Multiple internet providers in Gabon have cut off internet service on the day of the presidential and legislative elections, hindering the free flow of information online and posing a challenge to election transparency.

Hacker's hand with a device for obtaining an access code and hacking access to data

Multiple internet providers in Gabon have implemented an internet blackout on the day of the presidential and legislative elections. This measure is likely to hinder the free flow of information and pose a challenge to election transparency. President Ali Bongo is seeking to extend his family’s 56-year tenure in power, raising concerns about the democratic process in Gabon.

The Gabonese government has justified the internet blackout by stating that it aims to prevent the spread of calls for violence and the distribution of false information. The Minister of Communication, Rodrigue Mboumba Bissawou, announced on public television that internet access across the entire territory has been suspended until further notice.
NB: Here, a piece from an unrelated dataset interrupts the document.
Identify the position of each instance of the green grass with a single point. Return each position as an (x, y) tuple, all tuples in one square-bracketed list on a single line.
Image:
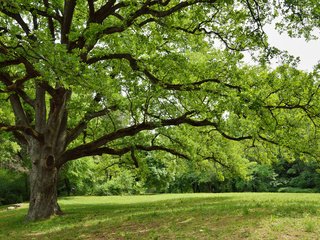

NetBlocks, an independent and non-partisan internet monitor, has confirmed the internet blackout in Gabon and monitors network connectivity during elections using its methodology. The organization strives for a fair and inclusive digital future.

Why does it matter?

This internet shutdown raises concerns about the transparency and fairness of the elections in Gabon. The blackout is anticipated to stifle transparency as the opposition seeks to challenge Bongo’s long-standing dominance. This is not the first time such a blackout has occurred in Gabon, as during the 2019 attempted coup. The outage is not an isolated incident, as similar restrictions have been witnessed in other African countries during elections, limiting free expression and civic engagement. During elections, Zambia, Congo, Uganda, Tanzania, Guinea, Burundi, Togo, Mauritania, Benin, Cameroon, and Mali have also experienced internet shutdowns and social media restrictions. These restrictions limit free expression and civic engagement at critical moments.